Synthetic musks offer a very interesting example of this phenomenon.  Musks are quite large molecules and can therefore be difficult to smell.  There were two that I was not able to smell at first (musk ketone and musk T- so I took a tiny vial of each home with me to work on and found that by rubbing a bit into the back of my hand, I could begin to smell it.)  Now, when one appears in a test, I can smell it quite clearly and am able to identify which one it is.  Still, day to day, the sense of smell can come and go and be irritatingly fickle.  It can also depend on the order of the materials that we smell.  Materials can vary in their scent according to what you smell just before them.  Complicated and fascinating!   

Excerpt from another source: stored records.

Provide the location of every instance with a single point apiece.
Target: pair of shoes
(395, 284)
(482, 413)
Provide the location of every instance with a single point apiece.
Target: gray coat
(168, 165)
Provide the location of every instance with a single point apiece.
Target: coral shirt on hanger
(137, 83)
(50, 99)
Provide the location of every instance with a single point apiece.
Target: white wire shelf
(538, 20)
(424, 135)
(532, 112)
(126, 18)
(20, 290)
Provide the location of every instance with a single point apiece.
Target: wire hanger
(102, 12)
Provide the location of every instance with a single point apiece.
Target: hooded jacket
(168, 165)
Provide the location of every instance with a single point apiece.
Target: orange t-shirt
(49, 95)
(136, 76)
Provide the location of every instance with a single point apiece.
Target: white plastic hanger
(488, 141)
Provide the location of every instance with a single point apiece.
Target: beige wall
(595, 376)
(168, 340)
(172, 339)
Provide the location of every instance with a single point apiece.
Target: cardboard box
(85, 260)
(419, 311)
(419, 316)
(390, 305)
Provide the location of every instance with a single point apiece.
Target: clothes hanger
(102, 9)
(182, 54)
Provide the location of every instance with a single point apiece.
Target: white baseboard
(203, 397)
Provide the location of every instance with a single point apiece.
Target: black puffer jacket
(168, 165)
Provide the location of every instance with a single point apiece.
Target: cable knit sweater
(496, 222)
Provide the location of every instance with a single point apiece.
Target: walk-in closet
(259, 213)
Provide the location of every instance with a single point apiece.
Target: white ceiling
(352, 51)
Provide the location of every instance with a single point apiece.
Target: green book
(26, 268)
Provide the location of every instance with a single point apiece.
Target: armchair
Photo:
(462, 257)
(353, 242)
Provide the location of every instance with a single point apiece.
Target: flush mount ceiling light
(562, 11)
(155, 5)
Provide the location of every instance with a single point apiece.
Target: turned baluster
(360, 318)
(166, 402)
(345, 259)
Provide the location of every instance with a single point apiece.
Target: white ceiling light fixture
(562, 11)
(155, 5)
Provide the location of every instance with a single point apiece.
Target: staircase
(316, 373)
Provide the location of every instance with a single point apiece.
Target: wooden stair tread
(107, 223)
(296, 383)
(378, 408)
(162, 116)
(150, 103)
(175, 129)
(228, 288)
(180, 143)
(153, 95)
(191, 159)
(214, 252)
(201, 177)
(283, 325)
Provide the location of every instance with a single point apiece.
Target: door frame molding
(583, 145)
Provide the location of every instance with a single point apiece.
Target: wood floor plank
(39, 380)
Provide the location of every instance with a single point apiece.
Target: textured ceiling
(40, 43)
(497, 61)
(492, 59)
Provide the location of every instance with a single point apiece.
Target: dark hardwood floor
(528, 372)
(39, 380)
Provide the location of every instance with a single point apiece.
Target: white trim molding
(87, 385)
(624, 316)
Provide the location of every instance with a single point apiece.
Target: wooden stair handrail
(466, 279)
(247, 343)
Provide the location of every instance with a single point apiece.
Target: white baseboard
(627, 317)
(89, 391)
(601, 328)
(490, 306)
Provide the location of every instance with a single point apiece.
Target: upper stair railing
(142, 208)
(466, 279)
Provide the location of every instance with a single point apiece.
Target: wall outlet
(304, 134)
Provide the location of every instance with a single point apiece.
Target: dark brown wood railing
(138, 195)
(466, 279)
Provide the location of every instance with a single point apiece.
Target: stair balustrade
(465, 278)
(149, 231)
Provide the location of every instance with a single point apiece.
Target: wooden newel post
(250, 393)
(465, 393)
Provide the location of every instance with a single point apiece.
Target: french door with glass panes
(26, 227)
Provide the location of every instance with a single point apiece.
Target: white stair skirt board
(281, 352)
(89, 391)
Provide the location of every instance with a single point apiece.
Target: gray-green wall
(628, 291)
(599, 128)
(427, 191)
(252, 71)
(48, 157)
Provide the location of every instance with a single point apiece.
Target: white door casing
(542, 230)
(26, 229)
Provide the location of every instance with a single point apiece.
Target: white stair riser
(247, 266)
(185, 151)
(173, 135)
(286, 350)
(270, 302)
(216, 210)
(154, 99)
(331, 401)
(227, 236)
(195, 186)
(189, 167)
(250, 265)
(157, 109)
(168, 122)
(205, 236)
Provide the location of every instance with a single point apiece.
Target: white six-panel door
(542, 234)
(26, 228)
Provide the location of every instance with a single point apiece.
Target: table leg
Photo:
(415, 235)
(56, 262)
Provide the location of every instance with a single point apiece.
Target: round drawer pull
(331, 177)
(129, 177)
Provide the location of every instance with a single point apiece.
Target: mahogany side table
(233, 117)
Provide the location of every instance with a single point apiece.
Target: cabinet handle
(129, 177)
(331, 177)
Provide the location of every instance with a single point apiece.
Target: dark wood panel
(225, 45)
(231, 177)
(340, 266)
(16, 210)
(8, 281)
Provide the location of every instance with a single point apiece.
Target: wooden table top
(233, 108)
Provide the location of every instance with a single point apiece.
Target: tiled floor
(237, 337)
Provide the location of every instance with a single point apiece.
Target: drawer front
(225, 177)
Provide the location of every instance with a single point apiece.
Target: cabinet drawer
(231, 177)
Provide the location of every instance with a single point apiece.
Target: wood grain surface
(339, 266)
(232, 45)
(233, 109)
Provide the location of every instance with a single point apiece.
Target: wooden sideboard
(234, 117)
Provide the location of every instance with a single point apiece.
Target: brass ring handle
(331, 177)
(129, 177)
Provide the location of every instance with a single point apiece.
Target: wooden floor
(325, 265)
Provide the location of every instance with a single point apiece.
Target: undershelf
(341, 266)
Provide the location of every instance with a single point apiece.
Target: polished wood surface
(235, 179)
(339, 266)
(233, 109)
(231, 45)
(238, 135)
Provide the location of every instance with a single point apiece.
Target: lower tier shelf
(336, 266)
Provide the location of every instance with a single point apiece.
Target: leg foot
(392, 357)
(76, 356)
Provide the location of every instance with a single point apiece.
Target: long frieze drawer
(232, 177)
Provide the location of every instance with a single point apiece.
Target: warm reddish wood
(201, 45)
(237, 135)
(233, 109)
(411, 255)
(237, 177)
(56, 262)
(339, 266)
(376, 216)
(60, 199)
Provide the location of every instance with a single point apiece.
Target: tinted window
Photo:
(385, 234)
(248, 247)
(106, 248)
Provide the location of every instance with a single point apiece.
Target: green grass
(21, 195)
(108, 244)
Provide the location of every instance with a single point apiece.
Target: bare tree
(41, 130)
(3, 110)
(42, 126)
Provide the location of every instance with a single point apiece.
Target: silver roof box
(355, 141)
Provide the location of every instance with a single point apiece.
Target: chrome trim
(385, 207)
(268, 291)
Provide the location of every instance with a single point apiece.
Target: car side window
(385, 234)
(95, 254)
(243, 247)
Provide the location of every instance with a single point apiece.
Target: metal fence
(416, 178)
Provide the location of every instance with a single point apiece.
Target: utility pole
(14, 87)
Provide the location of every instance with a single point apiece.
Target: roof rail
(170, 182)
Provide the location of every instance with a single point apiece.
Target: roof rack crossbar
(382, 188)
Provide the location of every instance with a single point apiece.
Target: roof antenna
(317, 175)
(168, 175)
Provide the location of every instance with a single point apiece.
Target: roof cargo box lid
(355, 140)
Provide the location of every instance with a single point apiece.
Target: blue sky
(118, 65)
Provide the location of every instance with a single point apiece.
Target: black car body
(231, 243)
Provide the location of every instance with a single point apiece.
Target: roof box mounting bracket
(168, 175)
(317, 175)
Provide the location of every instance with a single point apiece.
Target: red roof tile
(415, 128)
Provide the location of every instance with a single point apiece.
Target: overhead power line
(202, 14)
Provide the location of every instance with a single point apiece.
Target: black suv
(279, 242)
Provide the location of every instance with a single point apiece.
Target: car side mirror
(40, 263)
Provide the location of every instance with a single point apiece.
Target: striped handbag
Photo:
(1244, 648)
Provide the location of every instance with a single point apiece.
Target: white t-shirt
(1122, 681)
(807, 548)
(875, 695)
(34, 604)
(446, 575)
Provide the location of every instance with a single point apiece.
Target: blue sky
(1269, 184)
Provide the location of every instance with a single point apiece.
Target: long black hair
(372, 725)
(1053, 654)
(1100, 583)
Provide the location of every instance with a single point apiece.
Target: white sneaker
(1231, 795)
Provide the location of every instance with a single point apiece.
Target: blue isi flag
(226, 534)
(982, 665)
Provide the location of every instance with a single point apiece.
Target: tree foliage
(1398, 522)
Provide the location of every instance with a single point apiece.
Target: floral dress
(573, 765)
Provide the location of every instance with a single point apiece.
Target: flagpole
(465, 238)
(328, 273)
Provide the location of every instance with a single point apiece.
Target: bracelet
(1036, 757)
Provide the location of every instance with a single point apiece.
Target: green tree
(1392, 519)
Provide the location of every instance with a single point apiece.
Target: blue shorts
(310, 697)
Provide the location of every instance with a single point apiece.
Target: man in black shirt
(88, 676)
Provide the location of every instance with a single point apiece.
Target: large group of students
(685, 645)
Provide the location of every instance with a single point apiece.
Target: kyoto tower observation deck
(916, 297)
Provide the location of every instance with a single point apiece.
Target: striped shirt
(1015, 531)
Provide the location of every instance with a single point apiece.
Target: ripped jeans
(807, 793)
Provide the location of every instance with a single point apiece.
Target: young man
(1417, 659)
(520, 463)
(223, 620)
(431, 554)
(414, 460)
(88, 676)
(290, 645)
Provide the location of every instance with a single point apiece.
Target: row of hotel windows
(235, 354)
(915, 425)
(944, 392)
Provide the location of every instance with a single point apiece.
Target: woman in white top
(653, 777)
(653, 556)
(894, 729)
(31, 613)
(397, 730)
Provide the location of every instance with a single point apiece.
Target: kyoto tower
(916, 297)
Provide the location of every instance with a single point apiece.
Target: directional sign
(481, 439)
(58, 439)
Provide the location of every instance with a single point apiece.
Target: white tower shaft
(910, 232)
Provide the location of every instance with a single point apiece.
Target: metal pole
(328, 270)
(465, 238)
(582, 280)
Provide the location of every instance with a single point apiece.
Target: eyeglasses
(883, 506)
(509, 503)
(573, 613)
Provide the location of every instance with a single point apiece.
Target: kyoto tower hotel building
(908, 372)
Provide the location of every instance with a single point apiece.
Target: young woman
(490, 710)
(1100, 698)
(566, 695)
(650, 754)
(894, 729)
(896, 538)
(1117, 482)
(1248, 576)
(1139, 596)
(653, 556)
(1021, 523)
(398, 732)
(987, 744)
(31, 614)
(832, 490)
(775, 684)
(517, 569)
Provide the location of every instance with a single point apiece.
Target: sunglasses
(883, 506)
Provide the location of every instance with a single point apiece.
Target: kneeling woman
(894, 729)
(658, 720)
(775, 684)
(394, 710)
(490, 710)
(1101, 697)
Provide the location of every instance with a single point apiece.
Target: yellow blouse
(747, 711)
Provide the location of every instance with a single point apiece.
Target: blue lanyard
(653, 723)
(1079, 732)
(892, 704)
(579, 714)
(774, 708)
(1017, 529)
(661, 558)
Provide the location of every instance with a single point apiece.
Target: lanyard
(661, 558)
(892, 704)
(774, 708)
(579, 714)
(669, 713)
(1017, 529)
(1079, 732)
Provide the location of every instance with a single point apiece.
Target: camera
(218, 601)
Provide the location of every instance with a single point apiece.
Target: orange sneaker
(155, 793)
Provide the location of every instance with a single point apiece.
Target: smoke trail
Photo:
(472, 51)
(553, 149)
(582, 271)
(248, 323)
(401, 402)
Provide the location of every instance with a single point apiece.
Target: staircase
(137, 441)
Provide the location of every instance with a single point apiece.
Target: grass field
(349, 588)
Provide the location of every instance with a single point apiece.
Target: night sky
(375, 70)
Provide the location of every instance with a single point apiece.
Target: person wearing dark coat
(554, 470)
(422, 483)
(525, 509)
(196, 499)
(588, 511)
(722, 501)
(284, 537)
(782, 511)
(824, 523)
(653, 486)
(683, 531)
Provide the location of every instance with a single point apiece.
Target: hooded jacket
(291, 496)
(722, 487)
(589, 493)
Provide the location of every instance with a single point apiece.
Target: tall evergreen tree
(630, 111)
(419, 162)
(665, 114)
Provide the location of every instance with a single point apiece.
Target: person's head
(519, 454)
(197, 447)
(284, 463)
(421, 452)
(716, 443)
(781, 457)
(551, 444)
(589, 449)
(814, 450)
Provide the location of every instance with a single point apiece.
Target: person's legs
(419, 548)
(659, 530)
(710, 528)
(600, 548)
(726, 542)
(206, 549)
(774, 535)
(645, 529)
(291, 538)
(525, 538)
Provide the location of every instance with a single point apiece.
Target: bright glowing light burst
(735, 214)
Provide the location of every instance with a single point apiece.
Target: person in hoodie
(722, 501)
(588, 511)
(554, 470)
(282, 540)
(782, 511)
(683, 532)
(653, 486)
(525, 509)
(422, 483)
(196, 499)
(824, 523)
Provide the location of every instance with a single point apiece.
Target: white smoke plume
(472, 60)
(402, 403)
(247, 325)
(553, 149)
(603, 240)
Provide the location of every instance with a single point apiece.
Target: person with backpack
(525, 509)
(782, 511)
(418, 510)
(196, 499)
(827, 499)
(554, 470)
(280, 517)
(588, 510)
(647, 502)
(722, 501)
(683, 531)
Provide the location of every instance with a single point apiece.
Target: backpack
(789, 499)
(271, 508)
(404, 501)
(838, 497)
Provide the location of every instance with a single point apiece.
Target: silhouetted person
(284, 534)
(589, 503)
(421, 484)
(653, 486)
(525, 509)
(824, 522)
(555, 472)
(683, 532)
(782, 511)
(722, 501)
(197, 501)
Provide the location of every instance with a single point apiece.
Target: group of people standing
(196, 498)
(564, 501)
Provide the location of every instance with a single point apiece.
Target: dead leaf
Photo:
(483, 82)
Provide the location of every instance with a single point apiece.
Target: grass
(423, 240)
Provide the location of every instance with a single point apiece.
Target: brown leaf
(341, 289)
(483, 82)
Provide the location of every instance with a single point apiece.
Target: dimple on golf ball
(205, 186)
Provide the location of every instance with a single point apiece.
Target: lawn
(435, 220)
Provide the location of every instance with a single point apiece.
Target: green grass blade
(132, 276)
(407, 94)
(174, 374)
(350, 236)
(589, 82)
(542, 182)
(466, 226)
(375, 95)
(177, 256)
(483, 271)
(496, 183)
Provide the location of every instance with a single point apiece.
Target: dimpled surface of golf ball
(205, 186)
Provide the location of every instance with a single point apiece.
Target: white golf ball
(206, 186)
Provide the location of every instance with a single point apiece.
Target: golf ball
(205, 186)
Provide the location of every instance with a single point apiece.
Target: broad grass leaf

Another little bit of information that I love because, to me, it is incredibly interesting- is this-  when you smell a fragrant flower, you are smelling its ‘headspace’.  This is composed of the lightest most volatile molecules that the flower contains.  The chemistry of this scent is quite different from the chemistry of the essential oil (water/steam extraction) or absolute (solvent extraction).  Capturing these light diaphanous molecules is almost impossible and often replications are done with synthetic chemicals to copy the chemistry of this so-called headspace. For some flowers, such as lilac and hyacinth, any extraction is impossible and the only way to achieve their perfume is to copy their headspace with chemical formulations.  (there are sensitive machines that can identify main components of the perfume given off by a respective flower placed within it.)  Well, to somewhat copy their perfume, since the volatile chemistry of plants is so complex that science has yet to identify all the components of any given oil or for that matter, headspace.  The more they identify and can successfully replicate, the more naturals will be replaced with synthetics. Because of their incredible complexity, the eradication of pure naturals is not going to happen any time soon, thankfully! Besides, like I mentioned before, with the work being done in Russia and elsewhere, it is now known that there is a life force (or factor x) within natural molecules that cannot be reproduced in a lab.   

The next section of the course will be chemistry followed by formulation.  Discovering science through a medium that I am already enamored with is fantastic! I am definitely falling in love with chemistry.